When a casualty suffers from multiple GSW, a basic guide may be helpful to account for all fragments based on wounds and imaging findings. The even number guide is based on the number entrance and exit wounds should be associated with number of fragments expected on imaging. This assumes GSWs without fragmentation and occasionally may work with blast fragments. Basically, the total number of bullets and wounds should be an even number [15]. The simplest example would be a penetrating GSW with an entrance and no exit. One entrance wound means one fragment should be expected on imaging (total of two, an even number). If a fragment is not seen on initial imaging, then more imaging may be necessary, even in remote anatomic regions. One reason for this is the possibility of a missile embolus just mentioned. Another example to highlight the even number guide would be a casualty with three entrance wounds and one exit wound. One would expect to find two bullets for a total of six – an even number. This may not seem necessary at first, however, with multiple GSW casualties, each with multiple GSWs, every tool to simplify matters can be more helpful than first realized.

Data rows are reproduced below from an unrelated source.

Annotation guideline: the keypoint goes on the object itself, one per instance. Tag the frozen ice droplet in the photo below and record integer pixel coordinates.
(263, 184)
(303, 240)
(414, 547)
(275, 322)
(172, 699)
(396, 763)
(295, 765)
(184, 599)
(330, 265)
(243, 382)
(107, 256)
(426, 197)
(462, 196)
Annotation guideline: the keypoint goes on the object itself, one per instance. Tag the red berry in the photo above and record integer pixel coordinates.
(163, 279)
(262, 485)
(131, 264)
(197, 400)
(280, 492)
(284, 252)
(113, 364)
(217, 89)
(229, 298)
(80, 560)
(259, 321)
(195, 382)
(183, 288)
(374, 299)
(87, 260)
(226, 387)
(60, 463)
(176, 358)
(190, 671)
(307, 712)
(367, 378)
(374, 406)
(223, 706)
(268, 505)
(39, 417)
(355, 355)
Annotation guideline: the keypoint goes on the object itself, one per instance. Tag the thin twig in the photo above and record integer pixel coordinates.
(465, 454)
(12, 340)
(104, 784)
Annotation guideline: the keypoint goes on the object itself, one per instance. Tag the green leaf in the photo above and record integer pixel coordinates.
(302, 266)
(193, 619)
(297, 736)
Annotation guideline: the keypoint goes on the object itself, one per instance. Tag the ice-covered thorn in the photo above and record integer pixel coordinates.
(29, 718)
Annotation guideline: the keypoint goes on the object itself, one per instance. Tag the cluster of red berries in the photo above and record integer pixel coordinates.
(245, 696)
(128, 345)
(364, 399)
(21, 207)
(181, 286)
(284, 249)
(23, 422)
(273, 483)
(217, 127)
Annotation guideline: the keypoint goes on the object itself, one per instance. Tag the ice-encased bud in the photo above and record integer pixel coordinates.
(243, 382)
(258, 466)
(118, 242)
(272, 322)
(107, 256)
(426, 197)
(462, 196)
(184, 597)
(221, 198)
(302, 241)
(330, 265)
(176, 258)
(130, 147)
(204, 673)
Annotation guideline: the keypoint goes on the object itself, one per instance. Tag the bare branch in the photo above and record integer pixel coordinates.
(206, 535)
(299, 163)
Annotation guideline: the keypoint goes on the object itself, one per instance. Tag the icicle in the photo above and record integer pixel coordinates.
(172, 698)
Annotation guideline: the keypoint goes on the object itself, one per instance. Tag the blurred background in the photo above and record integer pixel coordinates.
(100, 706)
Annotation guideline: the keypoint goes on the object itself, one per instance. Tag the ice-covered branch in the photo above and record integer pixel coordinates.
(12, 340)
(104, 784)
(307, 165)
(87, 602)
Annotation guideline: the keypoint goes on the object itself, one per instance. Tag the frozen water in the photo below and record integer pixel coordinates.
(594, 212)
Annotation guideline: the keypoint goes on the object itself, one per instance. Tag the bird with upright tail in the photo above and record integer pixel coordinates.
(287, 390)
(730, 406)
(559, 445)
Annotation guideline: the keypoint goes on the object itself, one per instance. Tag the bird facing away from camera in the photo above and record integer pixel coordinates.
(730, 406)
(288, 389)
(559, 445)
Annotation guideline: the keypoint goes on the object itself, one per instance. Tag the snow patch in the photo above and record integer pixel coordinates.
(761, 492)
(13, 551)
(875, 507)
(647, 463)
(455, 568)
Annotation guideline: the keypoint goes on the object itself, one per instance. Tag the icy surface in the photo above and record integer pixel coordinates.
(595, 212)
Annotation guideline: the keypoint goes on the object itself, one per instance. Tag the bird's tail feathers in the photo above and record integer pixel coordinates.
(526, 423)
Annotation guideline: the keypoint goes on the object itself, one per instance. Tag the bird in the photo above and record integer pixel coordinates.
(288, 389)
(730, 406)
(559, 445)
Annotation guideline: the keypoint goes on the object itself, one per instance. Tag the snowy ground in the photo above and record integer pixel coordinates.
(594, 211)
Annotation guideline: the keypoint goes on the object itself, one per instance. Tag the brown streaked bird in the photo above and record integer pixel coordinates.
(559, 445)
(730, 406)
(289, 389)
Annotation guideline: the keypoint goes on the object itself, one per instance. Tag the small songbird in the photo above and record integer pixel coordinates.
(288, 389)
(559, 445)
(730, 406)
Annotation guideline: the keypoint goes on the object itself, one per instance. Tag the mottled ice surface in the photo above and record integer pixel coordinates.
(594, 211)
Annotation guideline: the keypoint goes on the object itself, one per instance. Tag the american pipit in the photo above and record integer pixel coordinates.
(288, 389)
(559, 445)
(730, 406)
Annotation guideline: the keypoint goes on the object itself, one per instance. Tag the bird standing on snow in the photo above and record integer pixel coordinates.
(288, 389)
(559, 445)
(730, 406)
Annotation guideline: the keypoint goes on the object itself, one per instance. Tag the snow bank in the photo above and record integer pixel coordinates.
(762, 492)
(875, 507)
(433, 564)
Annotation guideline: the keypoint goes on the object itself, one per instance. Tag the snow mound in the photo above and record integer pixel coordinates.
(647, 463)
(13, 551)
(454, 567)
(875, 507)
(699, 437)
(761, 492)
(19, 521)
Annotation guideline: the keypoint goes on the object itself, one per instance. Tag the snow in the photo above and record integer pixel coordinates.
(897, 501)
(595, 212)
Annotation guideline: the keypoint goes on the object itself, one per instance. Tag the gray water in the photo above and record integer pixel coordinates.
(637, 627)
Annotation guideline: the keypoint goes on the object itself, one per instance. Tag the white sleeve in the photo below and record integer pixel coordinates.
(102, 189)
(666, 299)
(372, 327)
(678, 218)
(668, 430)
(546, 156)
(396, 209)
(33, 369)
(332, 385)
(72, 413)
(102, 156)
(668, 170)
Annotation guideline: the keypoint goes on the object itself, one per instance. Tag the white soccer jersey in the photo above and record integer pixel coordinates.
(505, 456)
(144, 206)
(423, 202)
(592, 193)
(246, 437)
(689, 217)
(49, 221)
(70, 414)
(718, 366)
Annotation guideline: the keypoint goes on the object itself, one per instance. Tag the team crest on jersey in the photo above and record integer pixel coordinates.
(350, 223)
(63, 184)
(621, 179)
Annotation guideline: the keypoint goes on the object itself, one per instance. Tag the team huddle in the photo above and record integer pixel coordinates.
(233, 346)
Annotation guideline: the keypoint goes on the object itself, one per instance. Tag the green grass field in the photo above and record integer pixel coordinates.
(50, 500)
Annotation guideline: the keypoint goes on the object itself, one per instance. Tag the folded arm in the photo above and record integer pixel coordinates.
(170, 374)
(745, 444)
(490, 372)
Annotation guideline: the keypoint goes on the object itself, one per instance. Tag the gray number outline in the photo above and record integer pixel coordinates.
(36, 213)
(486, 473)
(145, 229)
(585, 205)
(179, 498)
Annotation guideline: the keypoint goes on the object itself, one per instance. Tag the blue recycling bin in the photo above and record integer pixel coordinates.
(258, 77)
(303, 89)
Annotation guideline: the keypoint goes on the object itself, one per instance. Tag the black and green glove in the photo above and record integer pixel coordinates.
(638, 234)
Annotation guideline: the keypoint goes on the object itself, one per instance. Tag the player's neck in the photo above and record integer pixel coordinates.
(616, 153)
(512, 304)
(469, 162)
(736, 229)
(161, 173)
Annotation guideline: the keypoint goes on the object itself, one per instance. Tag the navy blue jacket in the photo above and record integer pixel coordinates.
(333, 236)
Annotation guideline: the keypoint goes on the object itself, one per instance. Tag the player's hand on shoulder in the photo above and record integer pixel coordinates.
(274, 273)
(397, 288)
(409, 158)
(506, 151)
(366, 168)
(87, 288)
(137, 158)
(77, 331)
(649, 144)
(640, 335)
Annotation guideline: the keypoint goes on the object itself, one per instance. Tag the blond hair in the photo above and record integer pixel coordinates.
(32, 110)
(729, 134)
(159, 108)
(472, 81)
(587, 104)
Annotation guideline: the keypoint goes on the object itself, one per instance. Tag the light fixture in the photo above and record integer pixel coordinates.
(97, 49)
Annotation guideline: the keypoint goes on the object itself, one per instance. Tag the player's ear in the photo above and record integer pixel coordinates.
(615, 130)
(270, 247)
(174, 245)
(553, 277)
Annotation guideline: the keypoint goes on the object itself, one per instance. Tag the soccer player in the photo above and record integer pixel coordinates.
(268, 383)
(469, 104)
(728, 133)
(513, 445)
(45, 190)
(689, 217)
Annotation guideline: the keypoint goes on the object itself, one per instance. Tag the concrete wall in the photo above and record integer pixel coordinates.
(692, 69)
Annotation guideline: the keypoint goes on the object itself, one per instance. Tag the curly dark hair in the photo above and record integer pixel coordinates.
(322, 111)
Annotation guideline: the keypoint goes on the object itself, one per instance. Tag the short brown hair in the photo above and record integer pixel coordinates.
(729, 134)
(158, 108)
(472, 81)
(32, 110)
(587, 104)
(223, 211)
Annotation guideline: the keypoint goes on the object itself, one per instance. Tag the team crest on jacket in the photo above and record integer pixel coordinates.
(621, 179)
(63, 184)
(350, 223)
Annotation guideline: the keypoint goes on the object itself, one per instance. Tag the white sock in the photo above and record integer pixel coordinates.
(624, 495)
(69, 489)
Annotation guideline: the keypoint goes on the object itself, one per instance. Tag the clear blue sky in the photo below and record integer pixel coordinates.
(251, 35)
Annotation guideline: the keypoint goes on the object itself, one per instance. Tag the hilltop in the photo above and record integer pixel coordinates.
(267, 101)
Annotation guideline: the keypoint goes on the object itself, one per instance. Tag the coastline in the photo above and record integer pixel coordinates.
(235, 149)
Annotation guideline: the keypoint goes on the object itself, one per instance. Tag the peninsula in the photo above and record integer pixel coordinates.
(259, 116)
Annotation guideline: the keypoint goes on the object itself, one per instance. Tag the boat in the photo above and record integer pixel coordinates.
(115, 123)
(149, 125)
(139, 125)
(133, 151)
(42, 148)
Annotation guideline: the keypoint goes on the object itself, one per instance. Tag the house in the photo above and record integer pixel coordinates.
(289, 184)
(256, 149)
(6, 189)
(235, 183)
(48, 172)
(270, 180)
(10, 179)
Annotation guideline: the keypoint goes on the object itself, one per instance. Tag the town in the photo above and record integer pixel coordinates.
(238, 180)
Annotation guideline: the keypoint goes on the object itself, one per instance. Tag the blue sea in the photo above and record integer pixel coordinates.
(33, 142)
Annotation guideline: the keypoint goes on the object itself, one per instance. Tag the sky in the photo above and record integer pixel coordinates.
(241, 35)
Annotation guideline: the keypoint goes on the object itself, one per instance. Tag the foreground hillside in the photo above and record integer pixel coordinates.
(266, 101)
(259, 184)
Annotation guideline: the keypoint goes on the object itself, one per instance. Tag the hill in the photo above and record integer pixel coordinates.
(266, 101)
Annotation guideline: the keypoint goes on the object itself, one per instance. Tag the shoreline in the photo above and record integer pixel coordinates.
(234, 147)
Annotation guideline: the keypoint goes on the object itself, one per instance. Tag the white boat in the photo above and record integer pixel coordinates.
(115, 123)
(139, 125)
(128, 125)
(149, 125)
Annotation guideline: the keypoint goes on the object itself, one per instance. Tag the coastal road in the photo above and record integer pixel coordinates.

There are some injuries that have characteristic imaging patterns that help determine prognosis, cause and manner of death, and may help in analysis of incident. Later in this book I will present a case of a soldier wounded in Iraq with a gunshot wound to the skull exhibiting this characteristic keyhole fracture pattern on CT [16]. Tangential gunshot wounds to the skull were originally termed “keyhole fractures” by Spitz in 1980, and the mechanics involved in the creation of the defect were later described by Dixon in 1982 [17]. Keyhole fractures exhibit entrance and exit wound defects resulting from a projectile striking the cranium or long bones tangentially. The projectile’s initial impact creates a circular entrance defect as the bullet strikes the outer table of bone, and a secondary fracture is created by bone fragments propagated from the initial point of impact [18]. External examination of the wound can therefore be confusing, manifesting signs of both entrance and exit type trauma [19]. This is important information for the radiologist to provide to the ED doc urgently since the wound can seem trivial on clinical inspection. Awareness of the mechanics behind tangential gunshot wounds can help classify the type of injury and the associated trauma incurred by the patient. CT is important in the medical work up of tangential gunshot wounds as it can show the keyhole fracture of the cranium as well as any bone fragments within the calvarium.

3.3 Summary

Imaging in blast and ballistic injuries can be puzzling if not prepared or familiar with findings and/or terminology. This chapter introduced some basic lexicon to help orient the radiologist to the lingo used in combat hospitals and some busy trauma centers that see these types of injuries. Although blast injuries may not be common in most hospitals, familiarity with lessons learned in combat would be prudent for if and when a blast does occur. Even a basic understanding of blast properties and potential effects on the body can help the radiologist more effectively communicate with ED docs and trauma surgeons.